Here's one excellent article detailing why the fossil more likely represents a bird, not a transitional creature between bird and dinosaur.
There is a growing consensus that Archaeopteryx, a bird whose fossils have been found in the Solnhofen Plattenkalk of Franconia (West Germany), was indeed capable of flight. The claim, however, that Archaeopteryx was a transitional form between reptiles and birds simply won't fly. Recent fossil...
www.icr.org
This is most definitely not an "excellent article".
Let's take a claim at random:
"L.D. Martin and co-workers have established that neither the teeth nor the ankle of Archaeopteryx could have been derived from theropod dinosaurs…the teeth being those typical of other (presumably later) toothed birds, and the ankle bones showing no homology with those of dinosaurs."
This is not what Martin et al "established" in 1980, its something they argued for. However, later fossil evidence has shown them to be incorrect. At least half a dozen new
Archaeopteryx fossils have been formally described since 1980.
The morphology of the coracoid and that of the proximal tarsals is, for the first time, clearly visible in the new specimen. The new specimen demonstrates the presence of a hyperextendible second toe in Archaeopteryx.
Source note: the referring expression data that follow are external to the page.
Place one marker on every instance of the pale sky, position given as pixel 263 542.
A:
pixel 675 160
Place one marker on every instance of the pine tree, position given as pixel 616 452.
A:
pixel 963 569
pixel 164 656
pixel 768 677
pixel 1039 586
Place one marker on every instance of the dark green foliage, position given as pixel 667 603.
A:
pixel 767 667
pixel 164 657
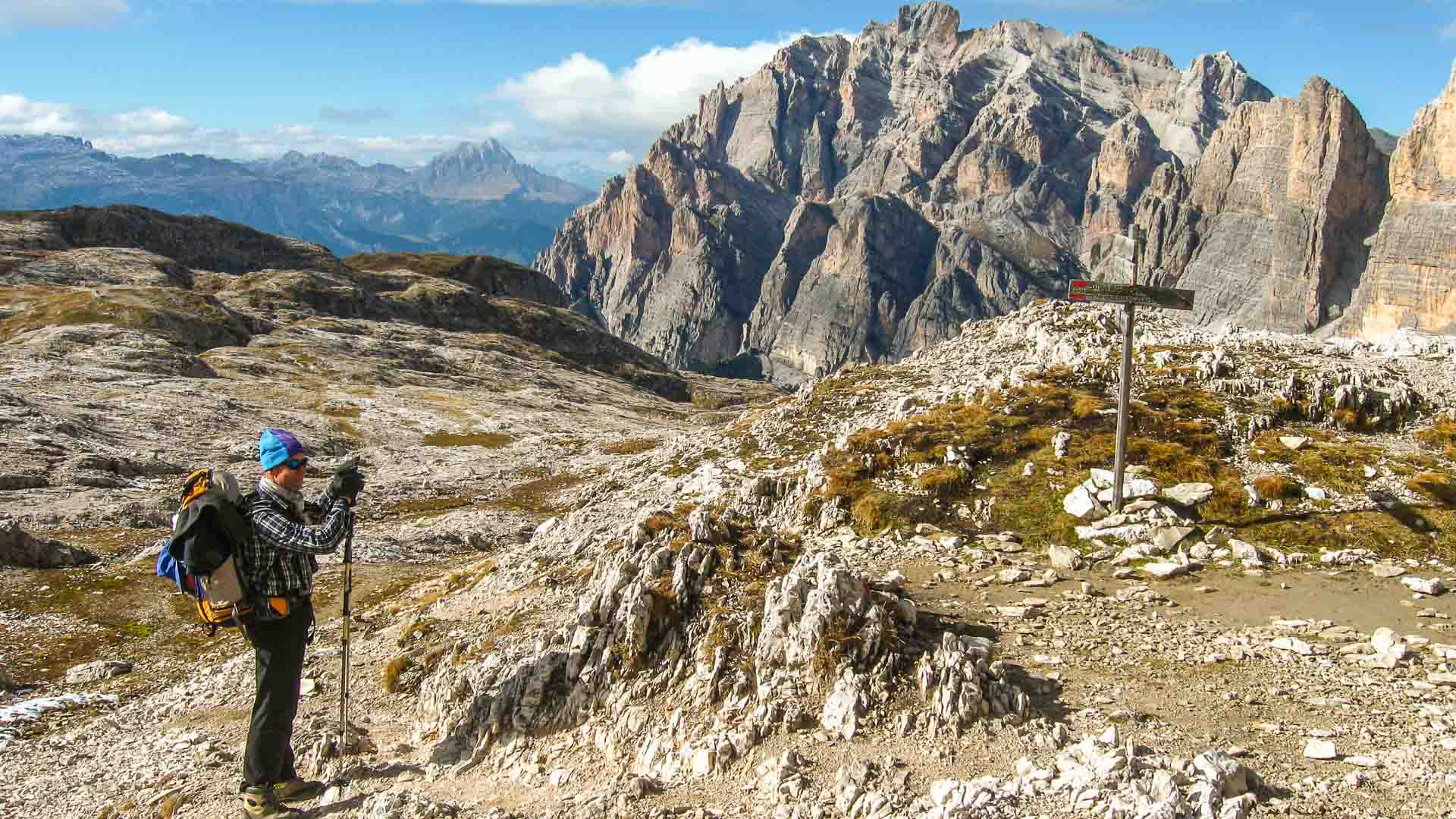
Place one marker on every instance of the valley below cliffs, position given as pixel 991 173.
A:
pixel 855 200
This feature is otherwise known only from the basal avian Rahonavis and deinonychosaurs (Dromaeosauridae and Troodontidae), and its presence in Archaeopteryx provides additional evidence for a close relationship between deinonychosaurs and avians. The new specimen also shows that the first toe of Archaeopteryx was not fully reversed but spread medially, supporting previous assumptions that Archaeopteryx was only facultatively arboreal.
The above paper shows evidence of the
Archaeopteryx ankle (tarsals) having features of both ancestor and descendent populations - a classic mosiac or "transitional" species.
Similarly this paper shows close homologies between the tarsals in
Archaeopteryx and non-avian therapod dinosaurs. In fact, it essentially disproves the hypothesis of Martin et al (1980)
The present study, based on more extensive material, reveals that, although the carinate process becomes associated with the calcaneum during later development, there is evidence that it originates as a cartilaginous process from the astragalus and is therefore homologous with the ratite condition. As the avian tarsus is homologous with that of theropods, and of Archaeopteryx, it may be used to support a close phylogenetic relationship among them.
Now, we might be generous and say that since Mr Gish was writing in 1998 that he couldn't have known this. However, there were literally several dozen papers describing
Archaeopteryx ankle bones available that he could have looked up at this point that describe homologous structures with therapod dinosaurs. There was, starting roughly in 1988, a massive re-appraisal of
Archaeopteryx and other
maniraptoran dinosaurs, thanks to the discoveries coming out of China at the time. We now have fossils representing more than a dozen groups of avian dinosaurs in the
Avialae clade.
Duane Gish, as is standard practice for creationists, selectively quoting here to make uncertainties in the sciences appear like counter-factuals. It's dishonest, it's anti-intellectual and it relies on the audience not having the time, intellect, resources, curiosity or motivation to actually investigate what is being argued.